An example of how parsing causes changes between input and output is that HTML Purifier strips extraneous whitespace from between attributes, which may not bother you in your case, but still stems from that the parsed representation of HTML is quite different from the text representation. It's not trying to preserve the form of your input - it's trying to preserve the function.

This gets tricky when there is no clear function and it has to start guessing. To pick an example, imagine while going through the HTML input, you come across what looks like an opening <td> tag in the middle of nowhere - you can consider it valid if there was an unclosed <td> tag a while back as long as you add a closing tag, but if you had escaped the first tag as <td>, you would need to discard the text data that would have been in the <td> since - depending on browser rendering - it may put data into parts of the page visually outside the fragment, i.e. places that are not clearly user-submitted.

In brief: You can't easily disable all syntax repair and/or tidying without having to rummage through the parsing guts of HTML Purifier and ensuring no information you find valuable is lost.

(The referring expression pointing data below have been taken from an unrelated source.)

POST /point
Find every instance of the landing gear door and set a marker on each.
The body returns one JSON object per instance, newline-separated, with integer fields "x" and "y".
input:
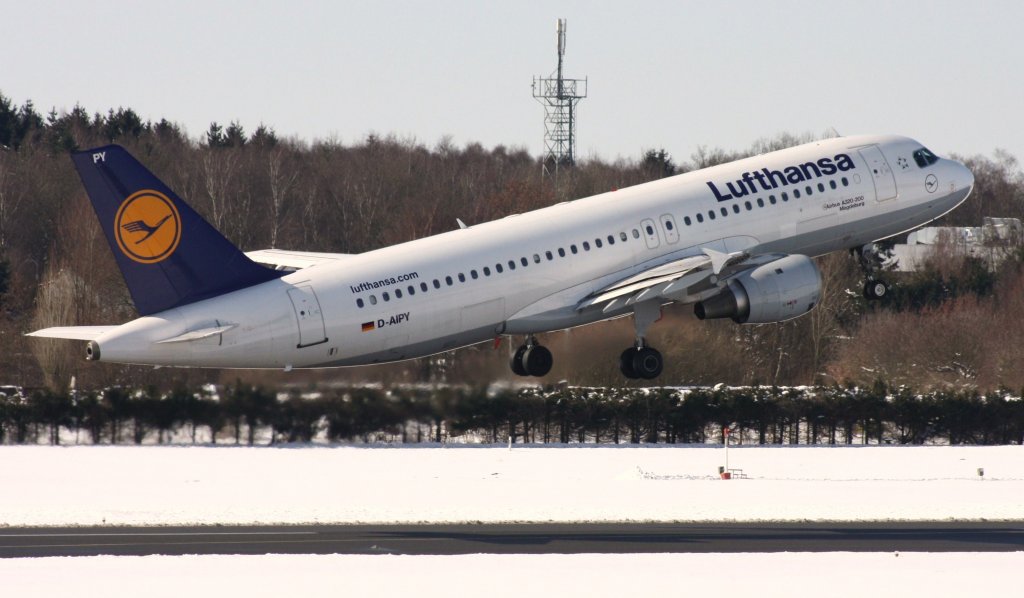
{"x": 885, "y": 181}
{"x": 307, "y": 311}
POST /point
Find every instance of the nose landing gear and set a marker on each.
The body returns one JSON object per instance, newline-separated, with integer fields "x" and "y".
{"x": 531, "y": 359}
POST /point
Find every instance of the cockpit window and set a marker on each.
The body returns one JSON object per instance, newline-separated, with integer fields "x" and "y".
{"x": 924, "y": 158}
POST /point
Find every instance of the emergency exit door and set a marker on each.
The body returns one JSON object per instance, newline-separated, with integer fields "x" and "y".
{"x": 310, "y": 318}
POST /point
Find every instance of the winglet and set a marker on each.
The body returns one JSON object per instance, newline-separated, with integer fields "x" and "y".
{"x": 169, "y": 255}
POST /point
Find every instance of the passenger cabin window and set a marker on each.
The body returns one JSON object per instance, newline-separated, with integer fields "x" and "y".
{"x": 924, "y": 158}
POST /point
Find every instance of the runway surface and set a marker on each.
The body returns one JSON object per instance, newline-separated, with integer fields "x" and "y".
{"x": 514, "y": 539}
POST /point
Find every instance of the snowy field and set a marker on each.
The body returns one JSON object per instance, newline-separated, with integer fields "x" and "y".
{"x": 90, "y": 485}
{"x": 788, "y": 574}
{"x": 87, "y": 485}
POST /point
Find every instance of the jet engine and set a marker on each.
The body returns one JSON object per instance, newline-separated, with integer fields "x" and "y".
{"x": 773, "y": 292}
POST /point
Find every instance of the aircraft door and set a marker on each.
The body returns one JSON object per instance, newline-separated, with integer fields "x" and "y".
{"x": 885, "y": 181}
{"x": 669, "y": 227}
{"x": 650, "y": 232}
{"x": 310, "y": 318}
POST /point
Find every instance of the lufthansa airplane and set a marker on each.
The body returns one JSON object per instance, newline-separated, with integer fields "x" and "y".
{"x": 734, "y": 240}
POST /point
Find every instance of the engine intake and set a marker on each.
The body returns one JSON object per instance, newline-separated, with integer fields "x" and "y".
{"x": 776, "y": 291}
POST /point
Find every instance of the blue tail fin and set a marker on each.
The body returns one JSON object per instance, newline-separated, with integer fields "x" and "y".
{"x": 169, "y": 255}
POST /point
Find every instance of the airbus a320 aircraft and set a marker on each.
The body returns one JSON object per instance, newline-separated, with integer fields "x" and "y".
{"x": 733, "y": 240}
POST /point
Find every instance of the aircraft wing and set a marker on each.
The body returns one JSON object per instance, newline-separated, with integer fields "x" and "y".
{"x": 682, "y": 280}
{"x": 75, "y": 333}
{"x": 282, "y": 259}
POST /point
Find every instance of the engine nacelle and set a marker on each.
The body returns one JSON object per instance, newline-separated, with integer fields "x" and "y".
{"x": 772, "y": 292}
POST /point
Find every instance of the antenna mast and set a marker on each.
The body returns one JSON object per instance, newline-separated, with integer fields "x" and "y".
{"x": 559, "y": 97}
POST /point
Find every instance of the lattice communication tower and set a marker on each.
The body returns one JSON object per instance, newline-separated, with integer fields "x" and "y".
{"x": 559, "y": 96}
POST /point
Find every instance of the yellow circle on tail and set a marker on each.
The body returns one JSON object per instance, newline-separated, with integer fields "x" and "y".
{"x": 147, "y": 226}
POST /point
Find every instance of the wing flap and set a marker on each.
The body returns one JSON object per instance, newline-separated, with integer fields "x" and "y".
{"x": 75, "y": 333}
{"x": 198, "y": 335}
{"x": 672, "y": 282}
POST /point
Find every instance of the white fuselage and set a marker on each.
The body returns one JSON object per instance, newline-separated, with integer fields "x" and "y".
{"x": 373, "y": 307}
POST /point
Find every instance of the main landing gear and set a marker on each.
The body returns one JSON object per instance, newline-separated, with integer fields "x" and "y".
{"x": 870, "y": 262}
{"x": 640, "y": 360}
{"x": 645, "y": 362}
{"x": 531, "y": 359}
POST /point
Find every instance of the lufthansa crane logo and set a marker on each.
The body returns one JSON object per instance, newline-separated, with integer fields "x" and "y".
{"x": 147, "y": 226}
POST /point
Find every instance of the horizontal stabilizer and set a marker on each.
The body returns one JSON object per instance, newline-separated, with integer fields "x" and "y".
{"x": 282, "y": 259}
{"x": 75, "y": 333}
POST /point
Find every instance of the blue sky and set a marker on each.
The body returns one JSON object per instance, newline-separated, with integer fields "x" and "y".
{"x": 673, "y": 75}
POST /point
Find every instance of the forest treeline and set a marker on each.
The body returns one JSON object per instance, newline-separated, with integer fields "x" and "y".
{"x": 953, "y": 326}
{"x": 245, "y": 414}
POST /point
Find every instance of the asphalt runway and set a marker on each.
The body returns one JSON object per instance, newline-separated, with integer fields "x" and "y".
{"x": 514, "y": 539}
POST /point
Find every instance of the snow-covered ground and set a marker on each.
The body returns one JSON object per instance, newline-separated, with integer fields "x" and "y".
{"x": 88, "y": 485}
{"x": 788, "y": 574}
{"x": 42, "y": 485}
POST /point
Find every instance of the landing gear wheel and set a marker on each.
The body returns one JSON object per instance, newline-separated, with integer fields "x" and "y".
{"x": 647, "y": 364}
{"x": 537, "y": 360}
{"x": 875, "y": 290}
{"x": 516, "y": 361}
{"x": 626, "y": 362}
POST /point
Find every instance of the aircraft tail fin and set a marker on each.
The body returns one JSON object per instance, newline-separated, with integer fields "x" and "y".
{"x": 169, "y": 255}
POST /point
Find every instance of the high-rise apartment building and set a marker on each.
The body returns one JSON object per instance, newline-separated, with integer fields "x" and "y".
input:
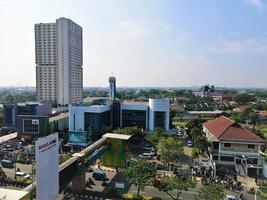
{"x": 59, "y": 59}
{"x": 112, "y": 88}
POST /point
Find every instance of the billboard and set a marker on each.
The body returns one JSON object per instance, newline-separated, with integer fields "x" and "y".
{"x": 47, "y": 177}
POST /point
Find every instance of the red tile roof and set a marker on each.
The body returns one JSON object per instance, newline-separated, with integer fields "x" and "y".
{"x": 224, "y": 128}
{"x": 263, "y": 113}
{"x": 218, "y": 125}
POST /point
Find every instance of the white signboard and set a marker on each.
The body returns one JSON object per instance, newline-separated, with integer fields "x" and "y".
{"x": 119, "y": 185}
{"x": 35, "y": 121}
{"x": 47, "y": 177}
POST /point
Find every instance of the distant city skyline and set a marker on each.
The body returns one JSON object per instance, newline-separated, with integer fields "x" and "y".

That said, you can try switching the underlying parsing engine with Core.LexerImpl and see if it gets you better results! :) DOMLex definitely adds missing ending nodes right from the get-go, but from a cursory glance, DirectLex may not. There is a large chunk of autoclosing logic in HTMLPurifier's MakeWellFormed strategy class which might also pose a problem for you.

Depending on why you want to preserve this data, though (to allow analysis?), saving the original input separately (while leaving HTML Purifier itself be) may provide you with a better solution.